GABRIELE MORONI
Cronaca

Viaggio nella Storia, lo stratagemma del bormino Pedranzini per fermare gli austriaci

Nella guerra d’Indipendenza memorabile battaglia sulle cime

Un gruppo di combattenti valtellinesi (Orlandi)

Un gruppo di combattenti valtellinesi (Orlandi)

Bormio, 31 luglio 2016 - Guerra sfortunata, la terza d’indipendenza combattuta dall’Italia, alleata della Prussia, contro l’Austria. Batoste per terra (Custoza) e per mare (Lissa). A salvare l’onore delle armi italiane provvede il solito Garibaldi, che a Bezzecca sconfigge gli austriaci, anche se a prezzo di perdite sanguinose. Forse anche per questo la ricorrenza dei 150 anni sta trascorrendo senza celebrazioni né squilli di fanfare. La guerra del 1866 coinvolge anche la Valtellina.

La lapide posizionata al Passo Pedranzini
La lapide posizionata al Passo Pedranzini

Allo scoppio delle ostilità, il 23 giugno 1866, l’esercito viene diviso in due armate: la prima, al comando del generale Alfonso La Marmora, stanziata in Lombardia: la seconda, agli ordini del generale Enrico Cialdini, schierata in Emilia-Romagna, a sud del Po. Al Corpo Volontari Italiani di Garibaldi spetta di controllare il fronte alpino, lungo il confine che divide la Lombardia dal Tirolo e dal Trentino con un’attenzione particolare per due vie di penetrazione: il Passo dello Stelvio, a nord, e il Passo del Tonale, al centro. Attraverso la terza via, il lago d’Idro, a sud, il grosso dei volontari dovrebbe puntare su Trento.
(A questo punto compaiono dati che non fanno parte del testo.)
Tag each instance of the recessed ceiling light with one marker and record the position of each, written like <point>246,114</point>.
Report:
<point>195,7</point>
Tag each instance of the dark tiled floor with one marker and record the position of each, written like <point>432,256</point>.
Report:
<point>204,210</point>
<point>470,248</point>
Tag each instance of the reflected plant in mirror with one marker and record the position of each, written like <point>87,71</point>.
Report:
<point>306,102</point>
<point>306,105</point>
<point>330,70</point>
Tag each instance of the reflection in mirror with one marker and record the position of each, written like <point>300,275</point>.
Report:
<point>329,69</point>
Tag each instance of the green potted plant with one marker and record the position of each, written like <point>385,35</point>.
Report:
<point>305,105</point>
Il 29 giugno, cinque giorni dopo la sconfitta italiana a Custoza, l’arciduca Alberto telegrafa al generale Franz Kuhn von Kuhnenfeld, comandante delle forze imperiali nel Tirolo: «Tenere presidiati passi Tonale e Stelvio con tiratori stanziali, contemporaneamente avanzare per detti passi con truppe mobili su Edolo, Tirano, Teglio, da lì condurre una piccola guerra». La «piccola guerra» inizia subito. I passi non sono difesi, gli austriaci trovano la strada aperta. In Valcamonica le cose si mettono male. A Vezza d’Oglio, il 4 luglio, gli austriaci attaccano di sorpresa due compagnie del 44° Guardia Mobile, un battaglione del 5° reggimento volontari e il I battaglione bersaglieri. Le perdite sono pesanti: 14 morti e 66 feriti contro 4 caduti e 17 feriti del nemico. I volontari sono costretti a ripiegare su Edolo.
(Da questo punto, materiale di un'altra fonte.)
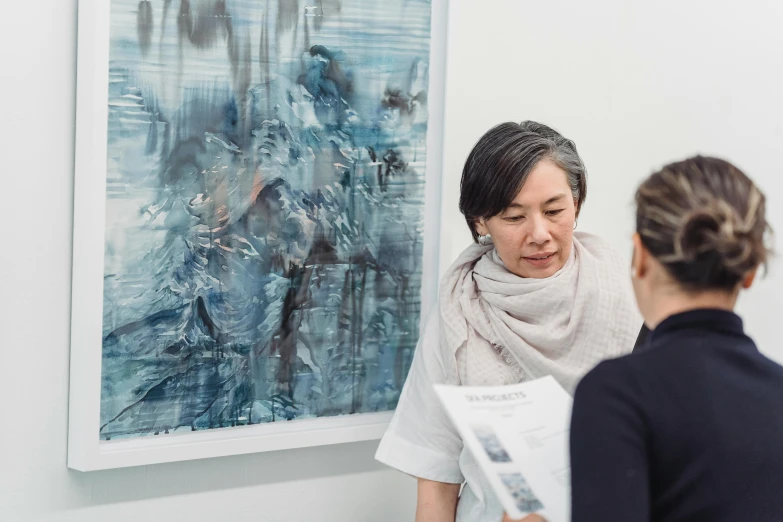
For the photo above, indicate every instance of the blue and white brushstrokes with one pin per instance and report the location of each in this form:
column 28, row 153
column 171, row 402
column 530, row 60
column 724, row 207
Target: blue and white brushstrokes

Il 2 luglio una colonna austriaca, scesa dallo Stelvio, ha occupato Bormio. La sconfitta di Vezza d’Oglio ha reso precaria la situazione del colonnello Enrico Guicciardi, almeno in teoria agli ordini di Garibaldi, che in Valtellina guida un esercito non regolarmente militarizzato composto da due battaglioni, il 45°, composto da valtellinesi, e il 44°, che raccoglie uomini di Breno e di Clusone: insieme formano la 1a Legione di Guardia nazionale mobile, a cui si aggiungono un plotone di 23 carabinieri reali, guardie doganali e forestali, altri volontari. In tutto circa 1.200 combattenti. Dopo Vezza d’Oglio la Legione retrocede a Tirano e si prepara a una guerra difensiva. Non ce n’è bisogno. Il 3 luglio i prussiani travolgono a Sadowa l’esercito di Francesco Giuseppe. «Le tracce di guerre antiche e più recenti sono spesso meta di escursionisti appassionati di storia. Si punta a valorizzarle sempre più», dicono agli uffici turistici dell’Alta Valtellina.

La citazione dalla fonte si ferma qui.